Officers were taking down the yellow police tape that secured the scene where 10 people were killed and more than a dozen injured in a tragedy that shook the city and sent shockwaves across the country. For Cheng, the timing of the tape’s removal was significant because it coincided with a neighbourhood vigil in honour of the victims that she helped organize.
“I think that was really symbolic,” she told CTV News Channel on Wednesday. “We walk these streets every day and our sense of security was taken away so by coming together and praying and walking, we were blessing our neighbourhood, and reclaiming our sense of security.”
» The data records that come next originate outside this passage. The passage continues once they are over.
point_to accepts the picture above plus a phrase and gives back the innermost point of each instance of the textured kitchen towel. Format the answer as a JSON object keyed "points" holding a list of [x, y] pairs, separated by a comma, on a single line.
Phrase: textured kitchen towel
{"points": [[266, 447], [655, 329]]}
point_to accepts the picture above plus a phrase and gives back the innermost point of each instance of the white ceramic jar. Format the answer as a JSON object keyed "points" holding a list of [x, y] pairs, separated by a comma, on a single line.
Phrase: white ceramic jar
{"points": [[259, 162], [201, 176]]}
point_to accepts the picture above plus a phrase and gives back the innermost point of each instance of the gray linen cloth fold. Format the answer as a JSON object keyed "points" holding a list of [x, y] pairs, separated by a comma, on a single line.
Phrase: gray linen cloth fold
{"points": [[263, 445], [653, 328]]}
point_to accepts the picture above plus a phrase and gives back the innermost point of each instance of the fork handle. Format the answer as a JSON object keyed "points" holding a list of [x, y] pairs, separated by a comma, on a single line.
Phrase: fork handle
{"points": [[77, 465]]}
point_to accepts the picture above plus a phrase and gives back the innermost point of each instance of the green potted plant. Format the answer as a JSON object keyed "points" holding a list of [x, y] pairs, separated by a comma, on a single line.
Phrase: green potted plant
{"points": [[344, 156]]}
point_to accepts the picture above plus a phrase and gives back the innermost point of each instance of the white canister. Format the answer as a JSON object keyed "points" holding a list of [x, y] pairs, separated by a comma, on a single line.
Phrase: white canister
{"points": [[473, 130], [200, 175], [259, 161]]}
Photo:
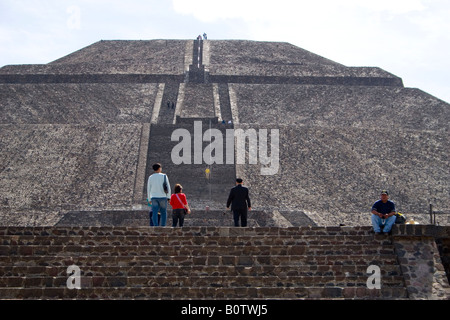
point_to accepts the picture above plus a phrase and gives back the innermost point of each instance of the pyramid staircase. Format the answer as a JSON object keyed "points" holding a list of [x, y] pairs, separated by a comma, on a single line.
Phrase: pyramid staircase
{"points": [[196, 263]]}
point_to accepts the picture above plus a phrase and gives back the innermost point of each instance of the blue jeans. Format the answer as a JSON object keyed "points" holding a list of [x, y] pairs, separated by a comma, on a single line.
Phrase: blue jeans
{"points": [[377, 222], [159, 204]]}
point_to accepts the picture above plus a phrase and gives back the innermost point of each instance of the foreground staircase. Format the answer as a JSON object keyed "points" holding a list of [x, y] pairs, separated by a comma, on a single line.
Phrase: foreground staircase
{"points": [[196, 263]]}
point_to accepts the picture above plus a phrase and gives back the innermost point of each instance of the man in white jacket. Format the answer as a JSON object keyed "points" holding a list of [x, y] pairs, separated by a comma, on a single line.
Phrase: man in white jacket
{"points": [[157, 196]]}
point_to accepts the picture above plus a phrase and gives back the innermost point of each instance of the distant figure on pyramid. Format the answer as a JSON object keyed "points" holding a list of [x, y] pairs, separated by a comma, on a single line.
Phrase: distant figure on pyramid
{"points": [[240, 203]]}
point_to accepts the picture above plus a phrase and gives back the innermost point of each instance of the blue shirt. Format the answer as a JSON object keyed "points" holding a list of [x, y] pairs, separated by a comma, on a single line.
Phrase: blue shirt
{"points": [[384, 208]]}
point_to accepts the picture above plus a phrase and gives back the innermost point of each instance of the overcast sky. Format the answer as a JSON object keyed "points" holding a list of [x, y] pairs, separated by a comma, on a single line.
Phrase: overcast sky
{"points": [[409, 38]]}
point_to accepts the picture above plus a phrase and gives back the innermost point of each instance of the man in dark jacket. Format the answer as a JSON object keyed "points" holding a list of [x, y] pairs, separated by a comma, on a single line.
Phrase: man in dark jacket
{"points": [[239, 201], [383, 214]]}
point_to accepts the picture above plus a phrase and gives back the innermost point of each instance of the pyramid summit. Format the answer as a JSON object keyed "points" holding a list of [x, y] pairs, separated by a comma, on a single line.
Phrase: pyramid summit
{"points": [[79, 135]]}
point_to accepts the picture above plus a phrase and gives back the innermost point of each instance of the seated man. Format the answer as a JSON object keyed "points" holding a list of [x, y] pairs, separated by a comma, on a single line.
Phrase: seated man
{"points": [[383, 214]]}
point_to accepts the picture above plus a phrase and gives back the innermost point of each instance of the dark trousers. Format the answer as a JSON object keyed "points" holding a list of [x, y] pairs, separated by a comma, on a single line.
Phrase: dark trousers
{"points": [[240, 213], [178, 217]]}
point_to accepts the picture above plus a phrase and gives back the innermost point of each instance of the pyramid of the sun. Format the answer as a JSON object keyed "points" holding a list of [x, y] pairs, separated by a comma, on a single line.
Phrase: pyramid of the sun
{"points": [[80, 134]]}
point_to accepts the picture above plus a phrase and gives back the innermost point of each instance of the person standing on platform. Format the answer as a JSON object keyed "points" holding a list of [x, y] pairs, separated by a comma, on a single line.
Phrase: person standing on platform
{"points": [[240, 203], [158, 191]]}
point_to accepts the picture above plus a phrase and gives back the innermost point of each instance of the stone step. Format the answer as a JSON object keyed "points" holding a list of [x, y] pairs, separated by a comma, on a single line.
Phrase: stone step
{"points": [[197, 240], [189, 231], [194, 250], [200, 270], [199, 293], [200, 281], [189, 260]]}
Cheng and co-organizer Jesse James, who created the group “We Love Willowdale” with her, helped plan a community walk and vigil Tuesday that saw dozens of residents and visitors in the area come together in Olive Square to pay tribute to the victims.
Even though the tragedy occurred just the day before, James said he witnessed a lot of courage in the midst of the mourners’ grief on Tuesday evening. He said that despite the tears, it appeared as if the neighbourhood was recovering a sense of community by gathering together.
For Cheng, the event was an opportunity for people from different generations, cultures, and socioeconomic backgrounds to interact with each other.
“When I was standing on that hill at Olive Square just looking at all the faces, and all the words that are written on the placards, all the languages and you know I just really noticed too that people were talking to each other,” she said. “Oftentimes life gets so busy and we don’t even look at the people walking right alongside us but because of this event people are talking to each other.”
The Willowdale neighbourhood where the incident took place is considered one of the city’s most diverse areas. Seventy-two per cent of residents living in Willowdale are first generation newcomers, according to James. He said he would like to see a permanent commemoration to the tragedy installed in the future, but he said that it should be something representative of the diverse community.
Cheng said she hopes the interconnectedness currently on display in the neighbourhood will continue into the future.
“I would like to see this tragedy become a turning point where we really just become even more cohesive and we just love each other more,” she said.